There are two questions here and although I don't disagree with the comments I think the tone could be friendlier and a more helpful response could be given.
(1) The first is a basic question from a beginner who wants to understand the puzzle of sample size determination. We should be honest and admit that it is a perplexing problem and the answer seems almost like circular reasoning.
(2) The second is a simple question with a simple answer.
Let me address (2) first since it is simple. In practice you never know the true variance. What you do is guess at it. This can be done by looking at how the answer changes as the population variance would vary over a range of plausible values. You might find the plausible values through literature on similar studies or through your ownpilot study or you can do a two stage adaptive design where the initial stage is used primarily to determine if you need additional data and if so how much. The first stage of an adaptive design is similar to a pilot study but the statistics behind it and the method of final determination of sample size is more complex.

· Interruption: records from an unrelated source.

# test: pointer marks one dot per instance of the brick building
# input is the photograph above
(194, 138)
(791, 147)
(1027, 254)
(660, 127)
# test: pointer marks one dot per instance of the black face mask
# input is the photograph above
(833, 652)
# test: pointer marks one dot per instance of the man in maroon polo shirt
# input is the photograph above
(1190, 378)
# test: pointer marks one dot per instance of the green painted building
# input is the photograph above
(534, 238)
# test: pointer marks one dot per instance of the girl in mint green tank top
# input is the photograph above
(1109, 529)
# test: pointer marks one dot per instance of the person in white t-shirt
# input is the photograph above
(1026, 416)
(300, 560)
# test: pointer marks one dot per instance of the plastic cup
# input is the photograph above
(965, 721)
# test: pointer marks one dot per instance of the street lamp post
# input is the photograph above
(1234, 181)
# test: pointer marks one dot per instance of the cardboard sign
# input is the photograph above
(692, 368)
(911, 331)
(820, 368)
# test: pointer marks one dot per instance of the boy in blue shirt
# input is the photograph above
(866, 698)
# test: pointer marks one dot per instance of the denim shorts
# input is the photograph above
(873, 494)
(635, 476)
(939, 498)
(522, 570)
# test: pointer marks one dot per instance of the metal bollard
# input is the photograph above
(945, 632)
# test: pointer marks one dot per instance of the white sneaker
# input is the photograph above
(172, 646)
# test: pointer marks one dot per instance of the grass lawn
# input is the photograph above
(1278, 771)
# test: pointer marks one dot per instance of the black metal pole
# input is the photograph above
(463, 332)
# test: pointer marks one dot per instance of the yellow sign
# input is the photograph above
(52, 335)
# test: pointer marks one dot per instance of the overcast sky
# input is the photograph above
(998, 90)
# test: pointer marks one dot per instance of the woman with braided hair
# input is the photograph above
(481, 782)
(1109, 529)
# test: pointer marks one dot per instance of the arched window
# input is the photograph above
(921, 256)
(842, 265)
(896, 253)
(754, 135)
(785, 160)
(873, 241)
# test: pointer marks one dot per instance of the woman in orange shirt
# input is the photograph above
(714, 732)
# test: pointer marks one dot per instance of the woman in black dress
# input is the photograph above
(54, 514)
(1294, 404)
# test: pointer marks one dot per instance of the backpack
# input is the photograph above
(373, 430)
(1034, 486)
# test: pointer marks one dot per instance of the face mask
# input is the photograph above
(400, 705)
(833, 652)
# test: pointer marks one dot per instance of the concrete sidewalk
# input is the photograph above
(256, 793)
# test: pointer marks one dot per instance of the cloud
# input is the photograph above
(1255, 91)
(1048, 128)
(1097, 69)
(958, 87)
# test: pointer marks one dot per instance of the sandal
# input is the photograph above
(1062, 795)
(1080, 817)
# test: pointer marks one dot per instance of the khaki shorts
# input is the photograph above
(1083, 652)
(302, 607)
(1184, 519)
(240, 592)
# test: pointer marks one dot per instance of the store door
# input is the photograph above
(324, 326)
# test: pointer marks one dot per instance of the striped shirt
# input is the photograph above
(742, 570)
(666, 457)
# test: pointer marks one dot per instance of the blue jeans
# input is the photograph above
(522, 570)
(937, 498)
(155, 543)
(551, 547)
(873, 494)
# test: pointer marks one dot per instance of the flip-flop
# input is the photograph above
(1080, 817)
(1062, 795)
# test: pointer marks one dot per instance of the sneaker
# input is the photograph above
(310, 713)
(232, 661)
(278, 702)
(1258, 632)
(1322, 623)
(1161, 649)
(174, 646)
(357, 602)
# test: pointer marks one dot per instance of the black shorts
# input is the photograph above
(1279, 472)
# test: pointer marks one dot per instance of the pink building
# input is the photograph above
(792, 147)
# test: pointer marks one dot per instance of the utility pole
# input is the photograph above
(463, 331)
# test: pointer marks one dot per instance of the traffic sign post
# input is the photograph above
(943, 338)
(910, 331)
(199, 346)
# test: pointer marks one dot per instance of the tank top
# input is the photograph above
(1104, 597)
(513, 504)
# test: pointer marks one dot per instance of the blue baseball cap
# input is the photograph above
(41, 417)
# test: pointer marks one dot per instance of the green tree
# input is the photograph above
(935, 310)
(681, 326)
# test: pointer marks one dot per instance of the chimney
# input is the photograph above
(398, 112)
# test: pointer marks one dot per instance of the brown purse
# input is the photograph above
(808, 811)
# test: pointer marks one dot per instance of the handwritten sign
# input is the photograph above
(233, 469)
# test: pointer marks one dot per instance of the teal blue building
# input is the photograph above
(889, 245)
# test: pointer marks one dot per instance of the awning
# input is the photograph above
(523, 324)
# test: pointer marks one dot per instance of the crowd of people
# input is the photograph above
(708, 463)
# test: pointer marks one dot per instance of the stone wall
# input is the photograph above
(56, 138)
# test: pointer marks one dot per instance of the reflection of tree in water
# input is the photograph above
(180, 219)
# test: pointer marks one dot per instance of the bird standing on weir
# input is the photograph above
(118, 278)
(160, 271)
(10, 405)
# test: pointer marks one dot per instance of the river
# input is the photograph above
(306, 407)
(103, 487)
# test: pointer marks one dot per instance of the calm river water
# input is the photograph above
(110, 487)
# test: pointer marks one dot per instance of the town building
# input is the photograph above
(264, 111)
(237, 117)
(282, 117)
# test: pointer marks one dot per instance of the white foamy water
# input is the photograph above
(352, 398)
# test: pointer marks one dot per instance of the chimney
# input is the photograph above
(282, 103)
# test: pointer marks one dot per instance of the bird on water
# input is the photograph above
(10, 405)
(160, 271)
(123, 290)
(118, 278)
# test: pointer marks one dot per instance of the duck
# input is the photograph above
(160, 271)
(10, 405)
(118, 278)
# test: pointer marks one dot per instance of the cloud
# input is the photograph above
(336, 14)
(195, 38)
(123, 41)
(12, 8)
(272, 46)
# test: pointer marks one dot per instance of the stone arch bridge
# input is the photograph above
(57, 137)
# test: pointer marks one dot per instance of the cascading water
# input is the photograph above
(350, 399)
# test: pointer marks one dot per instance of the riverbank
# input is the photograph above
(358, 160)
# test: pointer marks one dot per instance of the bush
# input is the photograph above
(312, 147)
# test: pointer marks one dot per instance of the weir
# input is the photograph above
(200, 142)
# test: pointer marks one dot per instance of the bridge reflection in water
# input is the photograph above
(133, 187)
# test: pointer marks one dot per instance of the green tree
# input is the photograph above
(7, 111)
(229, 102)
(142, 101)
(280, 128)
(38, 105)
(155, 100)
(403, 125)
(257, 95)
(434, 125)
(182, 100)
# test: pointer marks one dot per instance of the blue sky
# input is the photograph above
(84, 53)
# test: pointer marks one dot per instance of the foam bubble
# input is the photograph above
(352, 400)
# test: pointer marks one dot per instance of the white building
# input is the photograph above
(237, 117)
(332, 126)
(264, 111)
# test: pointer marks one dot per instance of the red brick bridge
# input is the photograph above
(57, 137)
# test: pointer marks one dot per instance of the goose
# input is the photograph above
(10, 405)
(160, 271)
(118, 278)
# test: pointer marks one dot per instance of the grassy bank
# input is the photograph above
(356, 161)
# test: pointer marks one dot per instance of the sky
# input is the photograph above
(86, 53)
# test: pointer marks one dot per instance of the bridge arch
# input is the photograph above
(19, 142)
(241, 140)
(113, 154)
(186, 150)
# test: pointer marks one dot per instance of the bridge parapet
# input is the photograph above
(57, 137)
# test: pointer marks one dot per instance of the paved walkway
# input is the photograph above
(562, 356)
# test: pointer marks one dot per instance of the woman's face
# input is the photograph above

Now about (1), determining sample size (or a formula for it) when comparing the difference between a hypothesized value of a parameter and the true value involves knowing something called the effect size. That is a normalized difference between the hypothesized value and the true value. But to know that requires knowing the true value. But that was your original problem! You want to find out or get a good estimate of the parameter. If you knew the true value you wouldn't have a problem and hence would not need to take a sample to estimate it. It is natural as a first reaction to see this circular argument that tells you that determining the sample size is impossible.
But that is not really so. What you really want to do is specify how big a difference between the hypothesized value and the true value (in terms of effect size) would be large enough for you to want to declare it significant. So you pretend that you have this effect size and see what the probability would be that you would reject the null hypothesis if you have this effect size. This probability will be a function of the sample size and the critical value for your test statistic. The critical value is determined by setting a significance level (aka type I error) for the test. This you can calculate. But it does depend on some unknowns that you have to guess at such as the population standard deviation that we spoke about in the answer to question (2).
This then describes sample size determination for hypothesis testing. a similar thing can be done for confidence intervals where effect size and type I error is replaced by a specified width and a confidence level respectively.